2nd Mayor of North York
- In office 1 January 1970 – 31 December 1972
- Preceded by: James Service
- Succeeded by: Mel Lastman

Personal details
- Born: 1912 Toronto, Ontario, Canada
- Died: 25 May 1990 (aged 78) Toronto, Ontario
- Party: Independent (Municipal)
- Other political affiliations: Progressive Conservative Party of Ontario
- Spouse: Rita
- Children: 5

= Basil Hall (Canadian politician) =

Basil Hall (1912 — April 26, 1990) was the second mayor of North York, Ontario, from 1970 to 1972. He was also a founding governor of both Seneca College and North York General Hospital. Prior to becoming mayor, he was a member of North York's town council since the mid-1950s. During his successful campaign for mayor in the December 1969 municipal election, he campaigned for a domed stadium to be built in Metropolitan Toronto.

Hall was born in Toronto in 1912, and studied architecture at the University of Toronto before joining his father's construction business in 1934. In 1946, he switched careers to become a chinchilla rancher. In 1952, he switched careers again entering the photography business and forming a photographic supply and microfilming company. This business was so successful that he was able to turn it over to his sons in 1954 in order to enter politics.

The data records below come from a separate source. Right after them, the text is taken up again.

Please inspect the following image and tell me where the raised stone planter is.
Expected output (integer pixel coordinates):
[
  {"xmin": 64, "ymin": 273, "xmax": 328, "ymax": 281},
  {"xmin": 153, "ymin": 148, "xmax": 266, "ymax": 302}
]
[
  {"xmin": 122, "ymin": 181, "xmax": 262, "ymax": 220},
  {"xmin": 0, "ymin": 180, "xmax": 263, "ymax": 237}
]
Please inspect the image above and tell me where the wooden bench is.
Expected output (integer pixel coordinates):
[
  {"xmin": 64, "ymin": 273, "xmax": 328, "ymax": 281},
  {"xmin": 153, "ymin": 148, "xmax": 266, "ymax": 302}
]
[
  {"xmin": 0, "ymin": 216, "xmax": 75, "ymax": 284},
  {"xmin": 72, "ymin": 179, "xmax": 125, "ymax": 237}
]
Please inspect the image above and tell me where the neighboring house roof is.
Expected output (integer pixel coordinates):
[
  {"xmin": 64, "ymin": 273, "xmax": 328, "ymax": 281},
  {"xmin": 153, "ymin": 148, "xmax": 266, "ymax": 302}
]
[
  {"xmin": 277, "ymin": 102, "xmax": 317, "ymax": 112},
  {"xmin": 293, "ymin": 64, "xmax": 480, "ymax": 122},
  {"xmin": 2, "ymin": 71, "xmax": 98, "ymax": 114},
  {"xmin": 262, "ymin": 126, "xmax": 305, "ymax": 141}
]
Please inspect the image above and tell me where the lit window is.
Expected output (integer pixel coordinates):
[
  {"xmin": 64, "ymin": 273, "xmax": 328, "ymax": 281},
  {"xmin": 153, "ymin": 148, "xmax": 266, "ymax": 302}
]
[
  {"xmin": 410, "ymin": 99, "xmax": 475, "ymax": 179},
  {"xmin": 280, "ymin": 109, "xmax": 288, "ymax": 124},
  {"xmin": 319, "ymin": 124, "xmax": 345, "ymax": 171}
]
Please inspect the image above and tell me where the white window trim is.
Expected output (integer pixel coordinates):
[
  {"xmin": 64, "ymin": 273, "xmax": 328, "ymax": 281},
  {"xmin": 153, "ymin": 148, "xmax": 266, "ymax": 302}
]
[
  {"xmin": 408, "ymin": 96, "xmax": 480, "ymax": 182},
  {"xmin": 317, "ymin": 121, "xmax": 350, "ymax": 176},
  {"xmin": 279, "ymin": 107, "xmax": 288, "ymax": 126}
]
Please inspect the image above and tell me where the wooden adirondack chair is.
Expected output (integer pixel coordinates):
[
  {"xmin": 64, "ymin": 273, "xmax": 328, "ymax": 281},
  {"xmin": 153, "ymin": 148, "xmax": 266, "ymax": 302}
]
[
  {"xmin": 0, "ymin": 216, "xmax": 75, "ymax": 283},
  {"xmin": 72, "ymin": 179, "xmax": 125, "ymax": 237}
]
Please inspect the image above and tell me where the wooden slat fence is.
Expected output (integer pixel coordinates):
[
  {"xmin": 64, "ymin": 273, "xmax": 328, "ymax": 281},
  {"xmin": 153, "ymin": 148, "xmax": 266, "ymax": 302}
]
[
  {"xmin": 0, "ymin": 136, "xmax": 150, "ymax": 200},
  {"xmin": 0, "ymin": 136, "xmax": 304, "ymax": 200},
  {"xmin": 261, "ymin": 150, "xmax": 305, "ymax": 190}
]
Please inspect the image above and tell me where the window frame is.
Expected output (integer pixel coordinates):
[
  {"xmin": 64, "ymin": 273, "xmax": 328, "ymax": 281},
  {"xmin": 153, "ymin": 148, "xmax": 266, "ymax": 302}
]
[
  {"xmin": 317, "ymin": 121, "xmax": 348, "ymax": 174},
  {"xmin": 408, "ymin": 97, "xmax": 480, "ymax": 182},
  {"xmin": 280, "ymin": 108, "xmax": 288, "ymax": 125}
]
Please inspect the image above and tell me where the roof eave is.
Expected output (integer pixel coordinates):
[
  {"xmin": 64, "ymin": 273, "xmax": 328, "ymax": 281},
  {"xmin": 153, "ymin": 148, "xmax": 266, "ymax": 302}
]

Hall lost his first attempt to win election to North York Town Council in the 1954 municipal election, but won a seat the following year. As an alderman and then a member of the Board of Control, he was the chairman of council's development committee for much of his term on council, prior to becoming mayor, and helped guide the municipality from being an "open fields" township to a semi-urban area and is credited with leading the development of Flemingdon Park, and along with then-mayor James Service, the introduction of high rise development in Willowdale around Yonge Street, which would eventually become North York's downtown.

In 1966, while a town councillor, he joined the founding board of governors of Seneca College, as the newly created community college was seeking to construct its first campus. He played a critical role in acquiring land on which Seneca would build its campus as well as property for the construction of North York General Hospital.

He was elected mayor in the December 1969 election defeating Liberal candidate Ronald Barbaro. Though a supporter of the Conservative Party, Hall ran as an independent and saw his election as a repudiation of party politics at the municipal level. Hall promised to only serve a single term as mayor and that he would bring in "business-like procedures" to North York's government.

Despite his support for the provincial Progressive Conservatives, Hall, who had championed the construction of the Spadina Expressway throughout his mayoralty, clashed with Ontario Premier Bill Davis after the provincial government bowed to pressure from downtown Toronto residents and cancelled the completion of the expressway in 1971. Hall successfully fought to have Metropolitan Toronto Council approve the paving of the Spadina Expressway right of way between Lawrence Avenue and Eglinton Avenue thus extending what became Allen Road further south.

After one term as mayor, Hall did not run for re-election in 1972 and instead endorsed Mel Lastman who went on to serve as mayor of North York, and then the amalgamated city of Toronto, into the twenty-first century.

Hall was appointed to the board of the Urban Transportation Development Corporation, a provincial crown corporation, in the 1970s.

He died of cancer at the age of 78 at Toronto's Grace Hospital.